On the regulatory front, although the Biden administration claims that it’s not holding producers back, environmental and other regulations have made it “nearly impossible to build a new refinery in the United States,” said Jay Hatfield, CEO of Infrastructure Capital Management.

Republicans like to blame Biden’s pipeline shutdowns and other green policies, but those policies have actually had a very small effect on prices in the short term, De Haan said. “But their effect grows every day, and in a couple years, if nothing changes, he’ll be more at fault,” he added.

Price gouging in general is a difficult concept because it’s seldom clear when a price is “excessive.” Some 42 states have price-gouging laws, but they generally apply only to charging outrageous prices for basic survival necessities during a declared emergency such as a flood or earthquake.

The bill that passed the House doesn’t define “unconscionably excessive” prices and says it applies if the president declares an emergency but doesn’t define what constitutes an emergency.

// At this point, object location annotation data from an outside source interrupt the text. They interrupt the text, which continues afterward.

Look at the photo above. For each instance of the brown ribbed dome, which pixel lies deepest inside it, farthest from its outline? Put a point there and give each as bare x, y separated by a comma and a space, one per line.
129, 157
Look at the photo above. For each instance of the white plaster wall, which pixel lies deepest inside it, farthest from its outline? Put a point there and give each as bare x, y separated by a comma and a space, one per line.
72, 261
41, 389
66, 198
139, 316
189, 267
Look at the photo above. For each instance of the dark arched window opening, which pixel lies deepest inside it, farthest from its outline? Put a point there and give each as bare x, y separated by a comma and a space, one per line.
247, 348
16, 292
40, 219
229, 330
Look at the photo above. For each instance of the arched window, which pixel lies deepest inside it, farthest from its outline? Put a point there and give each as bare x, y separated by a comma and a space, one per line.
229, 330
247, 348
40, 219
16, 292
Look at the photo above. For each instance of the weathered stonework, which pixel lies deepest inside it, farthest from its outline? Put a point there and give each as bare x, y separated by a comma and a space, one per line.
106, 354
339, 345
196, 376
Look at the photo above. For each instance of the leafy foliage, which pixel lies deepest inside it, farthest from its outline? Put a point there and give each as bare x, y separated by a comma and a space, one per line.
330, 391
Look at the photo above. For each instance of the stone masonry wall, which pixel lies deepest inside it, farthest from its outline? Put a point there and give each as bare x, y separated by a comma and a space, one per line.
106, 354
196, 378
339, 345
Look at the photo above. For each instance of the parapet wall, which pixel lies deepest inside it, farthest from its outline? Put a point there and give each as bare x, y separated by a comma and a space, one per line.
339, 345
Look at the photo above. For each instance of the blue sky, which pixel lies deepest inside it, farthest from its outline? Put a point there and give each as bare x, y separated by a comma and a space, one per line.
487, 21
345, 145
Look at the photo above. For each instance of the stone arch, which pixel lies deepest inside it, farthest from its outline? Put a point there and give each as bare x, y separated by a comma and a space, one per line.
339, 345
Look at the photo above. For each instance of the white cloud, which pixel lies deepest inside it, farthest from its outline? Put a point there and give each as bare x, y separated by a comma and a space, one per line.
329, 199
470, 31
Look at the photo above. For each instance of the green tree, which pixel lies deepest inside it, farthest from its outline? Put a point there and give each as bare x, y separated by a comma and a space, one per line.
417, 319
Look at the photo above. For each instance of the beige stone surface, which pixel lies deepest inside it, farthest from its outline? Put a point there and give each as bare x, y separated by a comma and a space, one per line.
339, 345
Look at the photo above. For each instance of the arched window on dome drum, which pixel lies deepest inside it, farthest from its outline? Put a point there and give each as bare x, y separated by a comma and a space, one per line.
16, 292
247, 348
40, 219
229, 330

A recent gas-related emergency occurred in May 2021 when a ransomware attack shut down the Colonial pipeline and caused temporary but severe gas shortages in the southeastern U.S., prompting several governors to issue state-of-emergency declarations.

A study conducted afterward found that the supply shortage raised gas prices by about 4 cents a gallon. Two gas stations in northern Virginia were accused of price gouging, however, after they raised prices by more than 30%; they eventually settled with the state for a combined $10,000.

Many economists worry that laws that limit prices when supplies run low encourage hoarding and shortages and discourage manufacturers from ramping up supply to solve the problem. In one survey by the Initiative on Global Markets, only 8% of economists supported such legislation.

In one famous story, a Kentucky man bought 19 generators after Hurricane Katrina, rented a U-Haul, drove 600 miles to Mississippi and tried to sell them for twice their cost, which residents were happy to pay. But police arrested him for price gouging, threw him in jail and confiscated the generators as evidence, with the result that they were never used to help the hurricane victims.